Waste Not, Want Not

By Chandra Orr

July 3, 2008 4 min read


Compost bin turns garbage into organic fertilizer

By Chandra Orr

Copley News Service

Container composting is an easy, economical, Earth-friendly project that your plants will thank you for next spring.

Made from decomposed organic matter, compost is Mother Nature's own fertilizer. The composting process transforms organic matter - like kitchen scraps - into a nutrient-rich material that improves soil by making food and water more accessible to plants.
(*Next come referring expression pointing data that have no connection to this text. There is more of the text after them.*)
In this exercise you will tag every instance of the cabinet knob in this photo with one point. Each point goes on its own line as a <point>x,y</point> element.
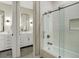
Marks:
<point>48,36</point>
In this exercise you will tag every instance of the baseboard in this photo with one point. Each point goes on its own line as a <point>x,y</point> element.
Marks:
<point>5,50</point>
<point>26,46</point>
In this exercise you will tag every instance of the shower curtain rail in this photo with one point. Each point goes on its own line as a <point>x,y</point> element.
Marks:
<point>59,8</point>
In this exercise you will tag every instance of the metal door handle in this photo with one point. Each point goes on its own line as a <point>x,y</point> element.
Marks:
<point>12,34</point>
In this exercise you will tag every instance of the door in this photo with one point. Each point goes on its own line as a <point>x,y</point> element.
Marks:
<point>50,40</point>
<point>69,20</point>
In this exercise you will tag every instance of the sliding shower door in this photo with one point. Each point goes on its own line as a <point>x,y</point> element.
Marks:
<point>69,31</point>
<point>5,29</point>
<point>26,27</point>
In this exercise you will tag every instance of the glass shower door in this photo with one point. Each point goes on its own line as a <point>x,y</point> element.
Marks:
<point>69,32</point>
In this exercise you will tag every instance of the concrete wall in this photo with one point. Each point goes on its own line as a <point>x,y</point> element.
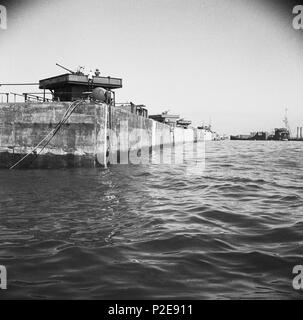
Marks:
<point>95,134</point>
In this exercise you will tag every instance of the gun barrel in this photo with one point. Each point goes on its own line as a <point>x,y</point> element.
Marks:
<point>59,65</point>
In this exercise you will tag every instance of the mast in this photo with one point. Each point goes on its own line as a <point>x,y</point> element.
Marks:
<point>286,122</point>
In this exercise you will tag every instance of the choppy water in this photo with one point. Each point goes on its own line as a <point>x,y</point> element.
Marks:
<point>157,231</point>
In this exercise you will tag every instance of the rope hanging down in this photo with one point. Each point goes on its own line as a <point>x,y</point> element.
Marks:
<point>47,139</point>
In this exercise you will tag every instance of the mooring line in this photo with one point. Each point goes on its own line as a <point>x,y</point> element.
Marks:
<point>52,133</point>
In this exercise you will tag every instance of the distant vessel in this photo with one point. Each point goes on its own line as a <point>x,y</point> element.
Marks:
<point>279,134</point>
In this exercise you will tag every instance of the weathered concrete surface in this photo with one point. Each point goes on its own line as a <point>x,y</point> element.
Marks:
<point>95,134</point>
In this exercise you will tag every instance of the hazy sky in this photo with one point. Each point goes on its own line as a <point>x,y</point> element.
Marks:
<point>238,62</point>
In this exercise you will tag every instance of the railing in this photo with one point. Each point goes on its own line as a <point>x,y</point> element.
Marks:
<point>27,96</point>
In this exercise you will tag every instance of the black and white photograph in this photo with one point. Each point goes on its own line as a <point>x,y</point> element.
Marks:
<point>151,150</point>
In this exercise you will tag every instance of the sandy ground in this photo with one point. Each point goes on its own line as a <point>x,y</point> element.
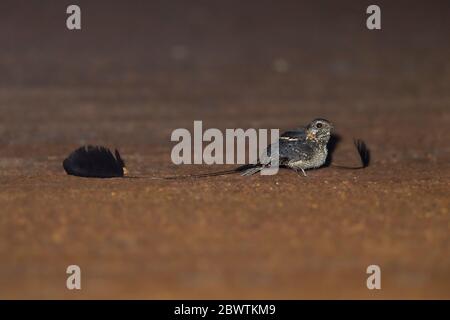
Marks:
<point>134,74</point>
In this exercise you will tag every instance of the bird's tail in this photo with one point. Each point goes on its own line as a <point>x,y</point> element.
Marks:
<point>245,170</point>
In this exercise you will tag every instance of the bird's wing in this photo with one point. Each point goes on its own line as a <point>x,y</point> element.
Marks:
<point>293,151</point>
<point>290,150</point>
<point>297,134</point>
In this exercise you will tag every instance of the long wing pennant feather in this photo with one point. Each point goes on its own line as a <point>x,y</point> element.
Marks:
<point>94,162</point>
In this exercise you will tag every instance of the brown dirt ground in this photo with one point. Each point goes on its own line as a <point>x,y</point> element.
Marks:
<point>123,82</point>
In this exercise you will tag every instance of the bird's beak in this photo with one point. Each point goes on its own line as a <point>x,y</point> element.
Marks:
<point>310,136</point>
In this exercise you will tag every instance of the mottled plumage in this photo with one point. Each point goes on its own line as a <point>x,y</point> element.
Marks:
<point>299,149</point>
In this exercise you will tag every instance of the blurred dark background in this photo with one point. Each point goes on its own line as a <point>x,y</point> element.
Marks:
<point>140,69</point>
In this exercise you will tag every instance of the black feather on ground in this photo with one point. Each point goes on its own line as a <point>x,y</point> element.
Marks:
<point>94,162</point>
<point>363,151</point>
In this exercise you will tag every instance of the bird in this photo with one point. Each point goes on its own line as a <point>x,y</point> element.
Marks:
<point>300,149</point>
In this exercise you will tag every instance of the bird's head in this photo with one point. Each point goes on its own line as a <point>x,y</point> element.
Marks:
<point>319,130</point>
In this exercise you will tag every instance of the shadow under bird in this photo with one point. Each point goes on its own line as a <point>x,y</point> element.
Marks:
<point>300,149</point>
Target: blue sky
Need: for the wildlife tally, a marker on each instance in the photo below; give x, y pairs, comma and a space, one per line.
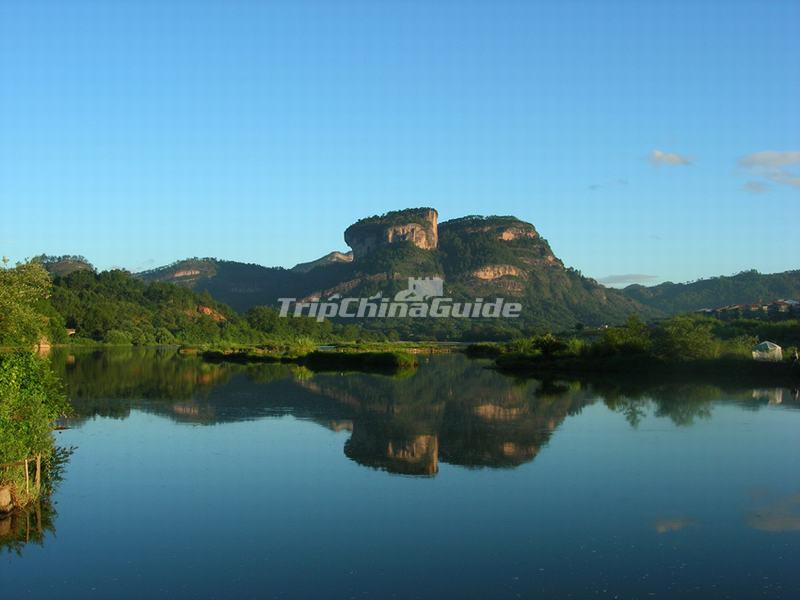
640, 138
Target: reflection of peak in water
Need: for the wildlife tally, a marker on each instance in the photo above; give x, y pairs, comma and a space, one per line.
451, 409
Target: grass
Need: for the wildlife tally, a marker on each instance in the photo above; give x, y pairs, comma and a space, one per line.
381, 357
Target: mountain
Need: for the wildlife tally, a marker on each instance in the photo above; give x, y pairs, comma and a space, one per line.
478, 257
63, 265
744, 288
330, 258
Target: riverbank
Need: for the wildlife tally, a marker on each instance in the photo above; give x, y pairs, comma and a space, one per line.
379, 357
738, 370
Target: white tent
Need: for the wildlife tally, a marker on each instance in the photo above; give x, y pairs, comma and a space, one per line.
767, 351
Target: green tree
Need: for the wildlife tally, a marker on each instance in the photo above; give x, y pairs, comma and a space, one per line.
24, 288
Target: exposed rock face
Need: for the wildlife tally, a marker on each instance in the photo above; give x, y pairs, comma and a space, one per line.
210, 312
418, 226
502, 228
490, 272
516, 232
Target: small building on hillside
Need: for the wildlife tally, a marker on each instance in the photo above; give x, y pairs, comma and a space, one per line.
767, 351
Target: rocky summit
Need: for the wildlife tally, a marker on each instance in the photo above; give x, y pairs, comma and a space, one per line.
478, 257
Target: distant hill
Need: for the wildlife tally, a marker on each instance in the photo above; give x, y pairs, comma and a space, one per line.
64, 265
330, 258
744, 288
478, 257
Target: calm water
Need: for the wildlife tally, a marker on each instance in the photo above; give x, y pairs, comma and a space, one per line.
196, 480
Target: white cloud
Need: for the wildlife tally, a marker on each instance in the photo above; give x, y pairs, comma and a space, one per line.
772, 165
671, 159
756, 187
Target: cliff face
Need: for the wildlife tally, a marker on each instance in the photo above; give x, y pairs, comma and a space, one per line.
418, 226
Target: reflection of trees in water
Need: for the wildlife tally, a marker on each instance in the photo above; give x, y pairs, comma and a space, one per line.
32, 523
451, 409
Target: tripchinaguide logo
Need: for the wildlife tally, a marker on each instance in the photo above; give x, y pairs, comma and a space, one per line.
424, 297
Plant-based food waste breaks down into nutrients with the help of beneficial bacterial and organisms like worms. Those nutrients fuel future plants and make for healthier gardens, which reduces the need for chemical fertilizers and pesticides. Plus, it saves your scraps from ending up in a landfill.

"There may be plenty of room in your local landfill for your household trash, but it seems illogical to throw away perfectly good food scraps when you can use them to improve your soil," said naturalist Jennifer Papillo, environmental educator for Delaware State Parks. "Why spend money on fertilizers and bags of soil when you can use what you already have?"

It's easy and inexpensive to get a system started, according to Papillo. You'll need a large plastic storage bin, shredded newspaper, soil from your yard and some table scraps.

Include a balanced mix of brown and green matter. Fruits, vegetables, eggshells, tea bags, coffee grounds and unbleached coffee filters all work well, as do leaves, weeds and grass clippings. Leave out meat, fish and animal waste as the rot will encourage unwanted bacteria to grow.

You'll also need worms to help break down the organic matter - but not any worm will do. Look for red wrigglers, which are smaller than the average earthworm. They will thrive in the small, close space of a container and reproduce quickly.

"The worm, whether it's the worm in your yard or a red wriggler, aerates the soil as it crawls around," Papillo explained. "It munches whatever is in front of it and its waste, or castings, are nutrient rich and crumbly - a great environment for a healthy plant."

Purchase worms from your local bait shop or buy in bulk online. Suppliers like Uncle Jim's Worm Farm (www.unclejimswormfarm.com) offer a range of options for buying worms in bulk. Expect to spend about $25 including shipping for 500 red wrigglers, which is plenty to get you started.

Drill quarter-inch drainage holes in the bottom of the container and air holes in the lid. If you plan to store the compost container indoors, you might also want a tray to catch the runoff, which makes a great fertilizer when diluted. Line the bottom of the bin with shredded newspaper - straw also works - then add alternating layers of soil, paper, kitchen scraps and worms.

Stir the mixture every few days and be sure to add more food regularly. If the compost looks too wet, add more newspaper and straw. If it develops fruit flies, take the lid off and let it air out for a day.

Then sit back and wait for the magic to happen. It will take about six months for the system to produce compost regularly. Start now and by spring you'll be ready to go.

"Once the compost is sufficiently decomposed and you don't recognize the original material, it's ready to be mixed into your plant beds," Papillo said. "You do not want to make a bed of just compost; it will kill your plants."

Not a do-it-yourselfer? You can still reap the benefits of at-home composting with a compact kitchen model like the NatureMill Automatic Composter ($300, www.naturemill.com), which automatically mixes, heats and aerates for virtually hands-free composting with no odor. About the size of a garbage pail, the unit accepts up to four pounds of organic waste per day, delivering a batch of high-nitrogen compost every two weeks. A red light tells you when it's ready.